Le chef de l’opposition russe Alexei Navalny, accusé d’avoir violé les conditions d’une condamnation avec sursis pour détournement de fonds, assiste à une audience à Moscou, en Russie, le 2 février 2021.

Tribunal de la ville de Moscou | Reuters

WASHINGTON – Les experts des droits humains des Nations Unies ont appelé à l’évacuation médicale immédiate du critique emprisonné du Kremlin Alexei Navalny de Russie, invoquant des inquiétudes quant à la détérioration de sa santé et des conditions de détention qui, selon eux, pourraient constituer de la torture.

« Nous pensons que la vie de M. Navalny est en grave danger », le groupe a écrit dans un communiqué mercredi. « Nous sommes profondément troublés que M. Navalny soit maintenu dans des conditions qui pourraient s’apparenter à de la torture ou à des peines ou traitements cruels, inhumains ou dégradants dans un établissement qui ne répondrait pas aux normes internationales », a ajouté le communiqué.

<< Nous exhortons les autorités russes à veiller à ce que M. Navalny ait accès à ses propres médecins et à lui permettre d'être évacué pour des soins médicaux urgents à l'étranger, comme ils l'ont fait en août 2020. Nous réaffirmons que le gouvernement russe est responsable de la vie de M. Navalny. et la santé pendant qu'il est en détention », a ajouté le groupe.

Un tribunal russe a condamné en février Navalny à plus de deux ans de prison pour violation de la libération conditionnelle, des accusations qui, selon lui, étaient motivées par des considérations politiques.

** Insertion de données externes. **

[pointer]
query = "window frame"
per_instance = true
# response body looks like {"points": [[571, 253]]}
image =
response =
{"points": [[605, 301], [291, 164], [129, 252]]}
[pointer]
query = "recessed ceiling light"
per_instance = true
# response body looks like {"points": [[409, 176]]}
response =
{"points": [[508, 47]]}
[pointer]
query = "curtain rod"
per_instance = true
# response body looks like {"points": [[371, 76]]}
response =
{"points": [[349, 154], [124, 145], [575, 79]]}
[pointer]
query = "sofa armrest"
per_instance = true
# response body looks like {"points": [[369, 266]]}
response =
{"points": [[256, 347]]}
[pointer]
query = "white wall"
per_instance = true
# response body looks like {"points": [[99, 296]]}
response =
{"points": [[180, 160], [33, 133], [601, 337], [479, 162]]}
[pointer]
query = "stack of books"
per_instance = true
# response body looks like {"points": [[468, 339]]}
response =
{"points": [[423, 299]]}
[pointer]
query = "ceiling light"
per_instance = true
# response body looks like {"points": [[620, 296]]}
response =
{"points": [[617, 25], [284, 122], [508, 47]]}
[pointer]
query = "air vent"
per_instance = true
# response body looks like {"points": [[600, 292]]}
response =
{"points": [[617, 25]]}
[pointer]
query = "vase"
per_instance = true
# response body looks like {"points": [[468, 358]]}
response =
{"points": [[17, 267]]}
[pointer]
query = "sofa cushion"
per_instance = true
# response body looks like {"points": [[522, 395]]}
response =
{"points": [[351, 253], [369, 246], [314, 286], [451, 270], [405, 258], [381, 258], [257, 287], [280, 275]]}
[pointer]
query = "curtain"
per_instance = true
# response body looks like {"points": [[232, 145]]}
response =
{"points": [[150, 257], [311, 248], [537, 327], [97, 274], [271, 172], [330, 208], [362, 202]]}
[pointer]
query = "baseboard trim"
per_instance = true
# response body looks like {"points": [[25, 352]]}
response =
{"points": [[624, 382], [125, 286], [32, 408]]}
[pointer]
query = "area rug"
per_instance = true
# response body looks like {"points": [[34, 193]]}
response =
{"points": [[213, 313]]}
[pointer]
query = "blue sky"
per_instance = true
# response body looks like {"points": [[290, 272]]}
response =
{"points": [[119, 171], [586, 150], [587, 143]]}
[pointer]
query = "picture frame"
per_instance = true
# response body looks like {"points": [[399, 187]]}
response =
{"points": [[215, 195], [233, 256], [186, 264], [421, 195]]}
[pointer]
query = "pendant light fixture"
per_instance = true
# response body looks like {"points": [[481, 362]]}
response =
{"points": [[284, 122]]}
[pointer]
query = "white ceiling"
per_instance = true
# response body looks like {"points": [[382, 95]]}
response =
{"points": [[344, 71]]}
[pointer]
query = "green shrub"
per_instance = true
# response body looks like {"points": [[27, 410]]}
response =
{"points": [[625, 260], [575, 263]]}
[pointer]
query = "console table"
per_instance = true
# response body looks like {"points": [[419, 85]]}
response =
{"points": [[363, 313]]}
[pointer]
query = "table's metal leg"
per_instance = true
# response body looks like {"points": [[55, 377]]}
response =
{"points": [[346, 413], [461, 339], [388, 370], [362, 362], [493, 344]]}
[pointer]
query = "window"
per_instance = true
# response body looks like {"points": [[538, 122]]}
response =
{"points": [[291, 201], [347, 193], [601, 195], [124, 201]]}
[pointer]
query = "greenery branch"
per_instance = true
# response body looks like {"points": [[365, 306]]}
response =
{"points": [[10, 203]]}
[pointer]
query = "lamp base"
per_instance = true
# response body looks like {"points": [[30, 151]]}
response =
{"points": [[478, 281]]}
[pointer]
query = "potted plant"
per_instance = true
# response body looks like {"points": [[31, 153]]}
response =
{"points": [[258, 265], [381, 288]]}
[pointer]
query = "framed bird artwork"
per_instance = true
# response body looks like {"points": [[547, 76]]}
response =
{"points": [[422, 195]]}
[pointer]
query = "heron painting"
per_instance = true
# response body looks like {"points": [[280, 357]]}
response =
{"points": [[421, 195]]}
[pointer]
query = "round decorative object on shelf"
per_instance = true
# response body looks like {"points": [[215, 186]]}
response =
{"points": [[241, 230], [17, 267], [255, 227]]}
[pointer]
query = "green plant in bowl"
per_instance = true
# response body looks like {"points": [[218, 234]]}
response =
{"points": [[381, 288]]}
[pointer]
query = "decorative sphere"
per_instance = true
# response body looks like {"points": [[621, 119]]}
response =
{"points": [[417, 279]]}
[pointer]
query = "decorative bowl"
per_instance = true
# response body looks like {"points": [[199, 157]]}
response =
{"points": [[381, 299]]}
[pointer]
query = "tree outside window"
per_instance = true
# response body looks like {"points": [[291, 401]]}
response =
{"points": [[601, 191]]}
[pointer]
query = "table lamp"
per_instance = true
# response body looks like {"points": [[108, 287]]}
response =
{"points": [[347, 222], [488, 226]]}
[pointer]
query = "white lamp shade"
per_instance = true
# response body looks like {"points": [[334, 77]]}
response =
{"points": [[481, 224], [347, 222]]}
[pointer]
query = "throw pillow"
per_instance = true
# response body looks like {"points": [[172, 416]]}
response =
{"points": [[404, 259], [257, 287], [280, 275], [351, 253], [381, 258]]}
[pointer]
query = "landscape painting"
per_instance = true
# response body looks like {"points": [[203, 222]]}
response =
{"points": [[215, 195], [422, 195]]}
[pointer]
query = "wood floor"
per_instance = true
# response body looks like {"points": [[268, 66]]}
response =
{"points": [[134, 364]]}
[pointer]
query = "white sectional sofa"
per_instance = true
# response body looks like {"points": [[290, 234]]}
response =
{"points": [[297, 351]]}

Sa détention est intervenue après avoir passé près de six mois en Allemagne à se remettre d’un empoisonnement aux agents neurotoxiques survenu en août dernier.

Le Kremlin a nié tout rôle dans l’empoisonnement de Navalny. Dans la foulée de son arrestation et de sa détention ultérieure, l’Occident a appelé le Kremlin à la libération immédiate de Navalny.

Navalny, l’un des critiques les plus virulents du président russe Vladimir Poutine ces dernières années, a été transféré dans un hôpital pénitentiaire le 19 avril, après trois semaines de grève de la faim pour protester contre son traitement en prison et le refus de soins médicaux urgents.

Les autorités russes avaient précédemment déclaré qu’elles offraient des soins médicaux à Navalny mais qu’il continuait de les refuser. La prison avait refusé de permettre à un médecin choisi par Navalny de l’extérieur de l’établissement d’administrer son traitement.

Dimanche, le conseiller à la sécurité nationale de la Maison Blanche, Jake Sullivan, a déclaré que l’administration Biden avait averti le gouvernement russe de ne pas laisser Navalny mourir en détention.

« Nous avons informé le gouvernement russe que ce qui arrive à M. Navalny sous leur garde est de leur responsabilité et qu’ils seront tenus responsables par la communauté internationale », a déclaré Sullivan sur le programme « État de l’Union » de CNN.

« Nous avons annoncé qu’il y aurait des conséquences si M. Navalny décède », a-t-il ajouté.

La confrontation sur l’emprisonnement de Navanly et l’aggravation de l’état de santé est le dernier battement de tambour dans les relations déjà tendues entre Moscou et l’Occident.

En mars, les États-Unis ont sanctionné sept membres du gouvernement russe pour l’empoisonnement présumé et la détention subséquente de Navalny. Les sanctions ont été les premières à viser Moscou sous la direction du président américain Joe Biden. L’administration Trump n’a pas pris de mesures contre la Russie au sujet de la situation de Navalny.

La semaine dernière, l’administration Biden a giflé la Russie avec une nouvelle série de sanctions américaines pour violations des droits de l’homme, cyberattaques et tentatives d’influencer les élections américaines.

Dans un discours annonçant les nouvelles mesures, Biden a déclaré qu’il était prêt à prendre de nouvelles mesures contre Moscou.

« Si la Russie continue d’interférer avec notre démocratie, je suis prêt à prendre de nouvelles mesures pour y répondre. Il est de ma responsabilité en tant que président des États-Unis de le faire », a déclaré Biden depuis la Maison Blanche.

Washington a également expulsé 10 fonctionnaires de la mission diplomatique de la Russie aux États-Unis.